The state of California, its Department of Education and its officials were sued Thursday by two Jewish organizations that say the state has allowed harassment of Jewish and Israeli students to continue unchecked on campuses.
The lawsuit by the Louis D. Brandeis Center for Human Rights and StandWithUs — a nonprofit organization focused on Jewish community rights — was filed on behalf of 12 Jewish parents and students who say they experienced “pervasive anti-Semitism in their California public schools,” court documents said.
The lawsuit also calls the California State Board of Education and State Supt. of Public Instruction Tony Thurmond.
The lawsuit alleges that the state violated the California Constitution’s equal protection clauses and free exercise clauses, which prohibit state-run discrimination against certain religious organizations. The lawsuit seeks a court order that would require California to monitor anti-Semitism on campus, end anti-Semitic courses and limit funding for schools that fail to enforce non-discrimination policies.
The California Department of Education and several school districts named in the lawsuit did not respond Thursday to requests for comment.
The lawsuit alleges eight K-12 school districts — including Los Angeles Unified, San Francisco Unified, Berkeley Unified, Fremont Unified and Oakland Unified — allowed hate to “run rampant” on their campuses, an action the state did not intervene.
The allegations include a Jewish student who was allegedly forced to sit through a “celebration” of a 2023 Hamas attack against Israel at Daniel Pearl Magnet High School in Los Angeles and a Berkeley Unified teacher who allegedly displayed a fist bump on the Star of David – a religious symbol on Israel’s national flag, the lawsuit said.
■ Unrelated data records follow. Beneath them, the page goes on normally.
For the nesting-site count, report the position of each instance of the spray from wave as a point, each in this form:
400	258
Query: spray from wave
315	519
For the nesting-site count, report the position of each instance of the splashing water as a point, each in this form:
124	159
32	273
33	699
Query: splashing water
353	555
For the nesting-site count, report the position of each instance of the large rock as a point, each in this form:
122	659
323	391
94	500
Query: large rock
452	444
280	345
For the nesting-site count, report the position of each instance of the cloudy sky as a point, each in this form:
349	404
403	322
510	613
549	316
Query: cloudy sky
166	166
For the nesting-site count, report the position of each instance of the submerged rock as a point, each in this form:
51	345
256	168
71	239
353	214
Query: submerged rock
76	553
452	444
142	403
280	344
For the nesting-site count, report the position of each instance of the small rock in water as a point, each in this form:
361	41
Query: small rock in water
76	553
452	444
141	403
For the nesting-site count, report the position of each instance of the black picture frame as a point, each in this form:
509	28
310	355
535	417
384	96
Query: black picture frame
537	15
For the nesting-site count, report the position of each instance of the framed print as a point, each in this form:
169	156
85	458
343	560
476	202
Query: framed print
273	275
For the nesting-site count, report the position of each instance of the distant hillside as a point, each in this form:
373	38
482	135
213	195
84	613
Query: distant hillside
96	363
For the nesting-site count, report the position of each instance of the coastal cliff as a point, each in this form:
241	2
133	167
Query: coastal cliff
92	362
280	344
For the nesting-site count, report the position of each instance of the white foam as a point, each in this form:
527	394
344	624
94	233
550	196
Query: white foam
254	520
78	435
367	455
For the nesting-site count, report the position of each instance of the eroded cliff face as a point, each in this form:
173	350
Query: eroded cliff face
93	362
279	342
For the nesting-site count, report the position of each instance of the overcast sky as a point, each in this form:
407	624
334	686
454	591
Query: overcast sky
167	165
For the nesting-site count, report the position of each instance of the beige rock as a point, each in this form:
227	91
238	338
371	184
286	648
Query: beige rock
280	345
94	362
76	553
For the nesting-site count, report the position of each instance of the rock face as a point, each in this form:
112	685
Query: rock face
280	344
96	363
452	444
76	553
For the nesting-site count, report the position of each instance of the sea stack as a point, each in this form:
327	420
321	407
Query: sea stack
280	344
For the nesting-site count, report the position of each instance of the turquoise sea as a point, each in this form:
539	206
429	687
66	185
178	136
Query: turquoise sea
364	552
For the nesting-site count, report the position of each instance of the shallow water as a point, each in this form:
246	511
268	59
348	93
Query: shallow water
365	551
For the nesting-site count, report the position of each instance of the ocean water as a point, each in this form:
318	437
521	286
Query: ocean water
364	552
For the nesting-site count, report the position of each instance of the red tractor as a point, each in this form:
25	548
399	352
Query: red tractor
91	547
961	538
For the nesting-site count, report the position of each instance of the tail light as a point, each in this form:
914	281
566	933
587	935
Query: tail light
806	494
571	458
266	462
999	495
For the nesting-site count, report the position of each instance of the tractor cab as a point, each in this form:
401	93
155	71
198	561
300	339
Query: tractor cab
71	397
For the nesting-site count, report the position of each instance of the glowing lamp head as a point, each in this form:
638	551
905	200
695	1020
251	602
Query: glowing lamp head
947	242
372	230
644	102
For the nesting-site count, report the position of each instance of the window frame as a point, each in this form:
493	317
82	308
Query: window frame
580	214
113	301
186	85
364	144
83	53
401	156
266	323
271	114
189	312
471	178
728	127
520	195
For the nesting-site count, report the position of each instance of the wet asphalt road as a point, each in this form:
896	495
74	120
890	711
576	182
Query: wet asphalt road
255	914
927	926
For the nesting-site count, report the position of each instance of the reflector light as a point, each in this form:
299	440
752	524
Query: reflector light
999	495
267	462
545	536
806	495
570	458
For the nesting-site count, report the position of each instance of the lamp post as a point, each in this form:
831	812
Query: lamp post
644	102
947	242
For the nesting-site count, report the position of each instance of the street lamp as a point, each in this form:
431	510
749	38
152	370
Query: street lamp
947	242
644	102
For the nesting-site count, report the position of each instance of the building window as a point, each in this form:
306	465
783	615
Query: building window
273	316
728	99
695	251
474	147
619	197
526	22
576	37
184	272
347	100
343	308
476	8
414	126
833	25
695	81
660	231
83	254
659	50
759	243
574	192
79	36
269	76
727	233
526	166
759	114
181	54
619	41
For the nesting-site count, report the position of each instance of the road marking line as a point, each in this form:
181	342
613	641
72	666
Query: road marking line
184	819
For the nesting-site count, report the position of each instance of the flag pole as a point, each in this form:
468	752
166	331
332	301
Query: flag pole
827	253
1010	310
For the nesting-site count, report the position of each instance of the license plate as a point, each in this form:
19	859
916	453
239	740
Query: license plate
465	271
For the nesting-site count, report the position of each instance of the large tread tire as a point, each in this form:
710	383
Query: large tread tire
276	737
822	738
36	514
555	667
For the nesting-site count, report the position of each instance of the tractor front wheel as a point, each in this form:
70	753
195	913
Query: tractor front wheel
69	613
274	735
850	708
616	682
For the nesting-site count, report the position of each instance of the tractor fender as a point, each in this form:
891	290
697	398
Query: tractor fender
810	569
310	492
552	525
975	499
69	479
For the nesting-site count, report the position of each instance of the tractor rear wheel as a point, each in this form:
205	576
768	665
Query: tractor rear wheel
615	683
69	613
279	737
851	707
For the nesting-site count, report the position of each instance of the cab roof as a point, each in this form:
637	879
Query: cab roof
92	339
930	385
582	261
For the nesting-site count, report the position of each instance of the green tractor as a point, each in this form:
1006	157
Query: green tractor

The lawsuit said some states allow “unsanctioned education” containing antisemitic tropes, including in Oakland, where an unsanctioned “teaching” protest included a children’s book that allegedly read “I belong to the Intifada,” according to reports in the New York Times. The word “Intifada” means “rebellion” in Arabic.
“Jewish children and children who identify as Jewish are bullied and ostracized by their peers and abused by their teachers, who silence them, mock them, and even isolate them when they speak up,” said Kenneth L. Marcus, chairman of the Brandeis Center and US assistant secretary of education during the Bush and first Trump administrations.
Los Angeles high school parent Mike Rosenthal said in testimony published by the Brandeis Center that “we are joining this lawsuit because our child does not feel safe expressing Judaism in a public school after an old teacher was allowed to express anti-Semitic, anti-Israel, and anti-American material in the classroom.”
Catherine Lhamon, executive director of the UC Berkeley Edley Center on Law and Democracy, said the lawsuit by the Brandeis Center and StandWithUs appears to cast a vote of “no confidence” in California’s recent legislative efforts to address discrimination in schools.
Assembly Bill 715 and Senate Bill 48 were signed into law last year, creating a coordinator for the prevention of antisemitism and the federal Office of Civil Rights to combat antisemitism and other forms of discrimination in K-12 schools.
“It’s more unusual to go to court than to go to the Legislature or the governor’s office for that, but it will be an uphill battle for the accusers to quickly get through this case,” said Lhamon. “I think the state’s view, as it has recently developed this program, is that it has a new process that should work.”
The state constitution’s strong equal protection clause has saved many states for years, Lhamon said.